If the work was pointless, then I would be in favour of a revert but I believe there are benefits of doing this.

Hope that made some sense, not had coffee yet :coffee:

[1] Not tested this idea. I’m sure someone else can think of something better.

I can only think of a transitional setting which needs to be explicitly set to true to opt in to the new behavior and immediately gives you a deprecation warning if not set.

In general I agree with Simon. Adding behavior this low in the framework does not really help when 3rd party apps call .save() etc. Ie while maybe useful on a low-level we can’t and don’t want apps to expose this up higher in the stack.

Absolutely, one could argue that there is no clear deprecation path but the feature as such is imo worth it.

I guess I should clarify, my code doesn’t “break” when update_fields is passed, it’s that some fields that get updated during saving wont get written to the DB.

Oh, I would want it implemented on get_or_create too. But I will conceed this part of my request, I understand why its impractical to implement such a thing.

No no, I would need to pass it to every update_or_create. But that is still simpler than what would be required otherwise.

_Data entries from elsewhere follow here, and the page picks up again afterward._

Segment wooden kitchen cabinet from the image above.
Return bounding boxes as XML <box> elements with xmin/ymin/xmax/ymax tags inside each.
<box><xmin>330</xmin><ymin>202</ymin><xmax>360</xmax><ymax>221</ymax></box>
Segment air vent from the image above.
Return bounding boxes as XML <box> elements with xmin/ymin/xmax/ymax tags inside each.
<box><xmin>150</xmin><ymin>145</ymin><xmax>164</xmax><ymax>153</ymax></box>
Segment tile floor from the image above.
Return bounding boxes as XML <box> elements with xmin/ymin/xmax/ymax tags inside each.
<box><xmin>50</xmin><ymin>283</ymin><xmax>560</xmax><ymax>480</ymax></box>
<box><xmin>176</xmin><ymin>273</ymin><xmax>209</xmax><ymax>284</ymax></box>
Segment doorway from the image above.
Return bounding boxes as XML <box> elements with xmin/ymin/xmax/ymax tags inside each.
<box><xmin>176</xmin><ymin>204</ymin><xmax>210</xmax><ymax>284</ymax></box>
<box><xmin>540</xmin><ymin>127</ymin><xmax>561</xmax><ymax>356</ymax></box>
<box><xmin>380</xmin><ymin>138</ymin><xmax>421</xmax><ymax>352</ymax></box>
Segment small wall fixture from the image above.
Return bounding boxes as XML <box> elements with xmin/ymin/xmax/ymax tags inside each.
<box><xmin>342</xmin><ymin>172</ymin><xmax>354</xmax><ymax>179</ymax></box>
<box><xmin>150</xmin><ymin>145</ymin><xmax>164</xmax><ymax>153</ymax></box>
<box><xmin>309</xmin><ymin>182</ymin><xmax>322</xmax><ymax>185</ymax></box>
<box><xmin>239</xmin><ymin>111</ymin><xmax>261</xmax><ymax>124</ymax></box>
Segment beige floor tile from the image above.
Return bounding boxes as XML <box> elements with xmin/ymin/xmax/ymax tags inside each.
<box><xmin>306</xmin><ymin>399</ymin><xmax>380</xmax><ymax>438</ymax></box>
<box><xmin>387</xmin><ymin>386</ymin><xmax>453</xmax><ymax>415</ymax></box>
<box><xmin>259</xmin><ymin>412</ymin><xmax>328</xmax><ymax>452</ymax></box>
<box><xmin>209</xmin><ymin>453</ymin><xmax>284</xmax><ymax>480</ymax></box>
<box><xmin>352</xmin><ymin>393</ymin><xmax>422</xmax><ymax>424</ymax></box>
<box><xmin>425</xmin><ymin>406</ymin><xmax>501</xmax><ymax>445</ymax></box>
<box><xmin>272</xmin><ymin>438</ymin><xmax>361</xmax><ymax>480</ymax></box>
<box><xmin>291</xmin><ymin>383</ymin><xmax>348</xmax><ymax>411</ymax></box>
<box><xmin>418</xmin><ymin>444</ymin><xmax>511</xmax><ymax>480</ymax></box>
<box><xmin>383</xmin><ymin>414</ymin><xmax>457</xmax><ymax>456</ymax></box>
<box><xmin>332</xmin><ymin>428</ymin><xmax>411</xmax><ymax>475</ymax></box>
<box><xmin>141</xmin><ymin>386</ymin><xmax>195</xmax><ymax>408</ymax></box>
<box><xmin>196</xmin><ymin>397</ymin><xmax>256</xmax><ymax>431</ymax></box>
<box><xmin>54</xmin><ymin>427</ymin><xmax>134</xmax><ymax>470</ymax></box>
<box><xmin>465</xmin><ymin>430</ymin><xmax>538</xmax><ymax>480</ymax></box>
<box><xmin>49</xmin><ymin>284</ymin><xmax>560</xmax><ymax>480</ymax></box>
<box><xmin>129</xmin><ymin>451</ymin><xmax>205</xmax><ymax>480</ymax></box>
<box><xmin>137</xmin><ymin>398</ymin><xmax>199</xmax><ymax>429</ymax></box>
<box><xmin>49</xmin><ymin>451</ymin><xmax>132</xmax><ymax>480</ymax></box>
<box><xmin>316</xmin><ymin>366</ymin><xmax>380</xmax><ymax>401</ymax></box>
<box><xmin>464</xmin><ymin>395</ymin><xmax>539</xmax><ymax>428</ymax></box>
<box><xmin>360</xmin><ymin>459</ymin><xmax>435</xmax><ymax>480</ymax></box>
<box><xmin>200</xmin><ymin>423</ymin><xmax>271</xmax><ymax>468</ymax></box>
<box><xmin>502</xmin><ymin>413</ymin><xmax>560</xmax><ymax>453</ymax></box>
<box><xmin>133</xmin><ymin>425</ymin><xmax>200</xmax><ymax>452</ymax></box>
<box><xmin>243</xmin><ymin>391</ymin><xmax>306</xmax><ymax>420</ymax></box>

With that being said I think the discussions above of a global depreciation opt out seems like a better solution.

Hello, this is exactly what we have done. It even passes through my extra_save_kwargs :slight_smile:

Yeah, I prefer the idea of a global opt out with depreciation warning.

1 Like

I have a question while we are on this topic, and I appear to have the experts in the room. Why is update_fields a necessary save parameter to begin with? Why can’t Models just inherently track fields that have been modified and automatically decide when a DB write is necessary?

I also want to point out that calling update_or_create without defaults now causes the save method to be skipped all together (since update_fields = ). I concede that this ordeal has made me re-evaluate my design choices concerning save method overrides and will definitely do things differently going forward, but this is a major change in behavior that will undoubdly effect more people than just me when considering a django upgrade.

Could be done as well, but someone has to do it :smiley: It is also not clear if (assuming model.x == 3) the assignment model.x = 3 should count as change or not? One could argue that if you explicitly set it, then yes you want it to be saved because the database could have changed in the meantime and you want to be sure 3 is written to the db.

Ah magic! :sparkles:

Please correct me if I’m wrong. I think you have a solution - this discussion was around whether Django could have made this easier for you?

If you want an interesting project, django-upgrade is incredibly cool. Having it handle the updating of save methods (fully/partially/adding a warning) would be a nice thing to experiment with.

Wait, these fantastic ideas dont just implement themselves? lol. Yeah some decisions like that would have to be made. erroring on the side of write the value if it was set but not “changed” seems to make sense. But yeah lets deprecitate the update_fields param!

well I was implementing the solution during this conversation, but at this point yes you are correct. But there could still be others out there desiring an opt out! If the group doesn’t think so I guess the case is closed. I think depreciating update_fields all together would be a worthwhile venture.

I will definitely check this out, thanks!